The Gudumbali announcement was not a complete surprise, and seen as part of a plan by ISWAP leadership to complete its defeat and absorption of Boko Haram in 2021. By the end of 2021 it appeared that Boko Haram was gone and ISWAP was hustling to retain as many Boko Haram members as possible. Over the last few years Boko Haram and ISWAP turned much of northern Borno into an economic wasteland, full of local self-defense groups, anti-terrorist vigilantes and a much more effective military. The Islamic terrorists experienced heavy personnel losses because of a lack of new recruits while suffering higher losses from sickness and desertion. A combination of hunger, fewer places to loot and more danger from the security forces or armed civilians Boko Haram and its more radical spinoff ISWAP a less attractive career option for the many young Moslem men who are poor, unemployed, and angry. The state government had also noted that in January ISWAP was establishing a long-term presence in some villages and towns.
A major source of disappointment with Islamic terrorism was the civil war within Boko Haram, which escalated in 2021 to the point where there were major Boko Haram and ISWAP losses from desertion, particularly those true believers who had family members with them, surrendering to the army. This was encouraged by an army process for housing and sustaining surrendered Islamic terrorists until they could move on.
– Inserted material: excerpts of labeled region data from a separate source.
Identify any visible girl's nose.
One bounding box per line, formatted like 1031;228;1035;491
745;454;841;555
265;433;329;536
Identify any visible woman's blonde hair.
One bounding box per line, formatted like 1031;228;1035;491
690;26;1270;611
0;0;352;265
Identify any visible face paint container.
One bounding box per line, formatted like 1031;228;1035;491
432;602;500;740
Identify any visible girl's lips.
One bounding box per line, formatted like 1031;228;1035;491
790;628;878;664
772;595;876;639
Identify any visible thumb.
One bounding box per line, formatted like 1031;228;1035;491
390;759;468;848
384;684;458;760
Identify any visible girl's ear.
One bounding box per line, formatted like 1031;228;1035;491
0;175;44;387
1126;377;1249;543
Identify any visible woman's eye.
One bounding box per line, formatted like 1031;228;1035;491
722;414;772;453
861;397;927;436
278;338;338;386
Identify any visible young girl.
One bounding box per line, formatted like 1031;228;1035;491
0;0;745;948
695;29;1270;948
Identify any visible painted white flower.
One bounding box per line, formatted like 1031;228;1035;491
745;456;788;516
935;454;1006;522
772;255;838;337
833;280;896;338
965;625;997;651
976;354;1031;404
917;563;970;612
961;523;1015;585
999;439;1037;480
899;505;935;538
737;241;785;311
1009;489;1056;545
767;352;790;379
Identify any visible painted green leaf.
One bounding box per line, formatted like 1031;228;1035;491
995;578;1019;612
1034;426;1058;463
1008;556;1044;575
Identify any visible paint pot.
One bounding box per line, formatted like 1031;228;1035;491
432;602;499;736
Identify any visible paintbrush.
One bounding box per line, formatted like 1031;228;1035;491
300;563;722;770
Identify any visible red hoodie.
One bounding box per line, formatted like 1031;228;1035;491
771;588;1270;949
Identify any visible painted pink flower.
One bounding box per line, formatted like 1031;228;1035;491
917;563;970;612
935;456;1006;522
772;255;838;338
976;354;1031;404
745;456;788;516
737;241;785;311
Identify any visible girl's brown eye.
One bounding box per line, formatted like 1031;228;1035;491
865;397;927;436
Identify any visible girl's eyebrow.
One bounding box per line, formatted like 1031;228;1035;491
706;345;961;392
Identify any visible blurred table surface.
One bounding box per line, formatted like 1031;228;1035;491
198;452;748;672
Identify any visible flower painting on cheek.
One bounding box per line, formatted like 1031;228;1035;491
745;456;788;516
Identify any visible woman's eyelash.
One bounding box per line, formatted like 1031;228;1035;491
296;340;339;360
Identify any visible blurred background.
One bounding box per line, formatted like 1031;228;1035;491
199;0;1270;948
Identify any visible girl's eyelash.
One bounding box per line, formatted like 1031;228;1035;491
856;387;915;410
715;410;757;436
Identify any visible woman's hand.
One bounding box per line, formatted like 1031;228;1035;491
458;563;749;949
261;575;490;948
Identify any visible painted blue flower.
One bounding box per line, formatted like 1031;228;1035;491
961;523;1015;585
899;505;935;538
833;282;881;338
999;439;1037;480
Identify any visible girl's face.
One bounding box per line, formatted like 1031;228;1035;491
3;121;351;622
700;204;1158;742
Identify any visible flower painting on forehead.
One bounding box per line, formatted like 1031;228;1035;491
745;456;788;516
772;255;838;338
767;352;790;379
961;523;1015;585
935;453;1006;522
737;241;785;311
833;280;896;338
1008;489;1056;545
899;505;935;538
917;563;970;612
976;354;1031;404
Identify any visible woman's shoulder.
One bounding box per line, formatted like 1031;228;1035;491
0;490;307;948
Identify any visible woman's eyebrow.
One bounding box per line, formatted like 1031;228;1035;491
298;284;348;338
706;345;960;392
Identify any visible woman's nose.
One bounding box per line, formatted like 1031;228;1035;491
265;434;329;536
This encouraged more Islamic terrorists to officially surrender rather than just walk away, which many still do. By the end of 2021 about 20,000 Boko Haram and ISWAP men, including family members living with them in remote camps, had turned themselves in. This is remarkable because the total was only 8,000 in August. The rapid increase in surrenders overwhelmed the system and exhausted the resources available. Some of the former Islamic terrorists went back to the group they deserted and were accepted. This led to rumors that the massive increase in surrenders was largely a ploy by those clever Islamic terrorist fellows to let the army provide paid vacations for themselves and their families. That was a myth, with an element of reality. Most of those surrendering, especially the women and children, were starving and many were ill. The family members wanted nothing to do with returning to life in the forest. The adult men were a different matter and ISWAP leaders increased the number of raids and attacks. The only Islamic terrorists still active were the most fanatic and experienced ones. Most of these attacks were successful because the government were reporting the defeat of Islamic terrorism in Borno. Boko Haram was gone and replaced by a smaller but more determined and experienced ISWAP.
One area where ISWAP excels is in exploiting the mass media and the recent offensive was organized to gain maximum positive media coverage. It’s a big gamble for ISWAP but that’s one feature of ISIL operations; taking big risks and going down fighting it the gamble is lost. The current plan is apparently designed to minimize those losses. Several recent encounters between ISWAP raiders and local militias have led to ISWAP retreating when it was apparent that the locals were steadfast and that army reinforcements were on the way. The tribal militias and army are now more adaptable and have more resources in the form of better air support (surveillance and airstrikes) and more flexibility in modifying tactics.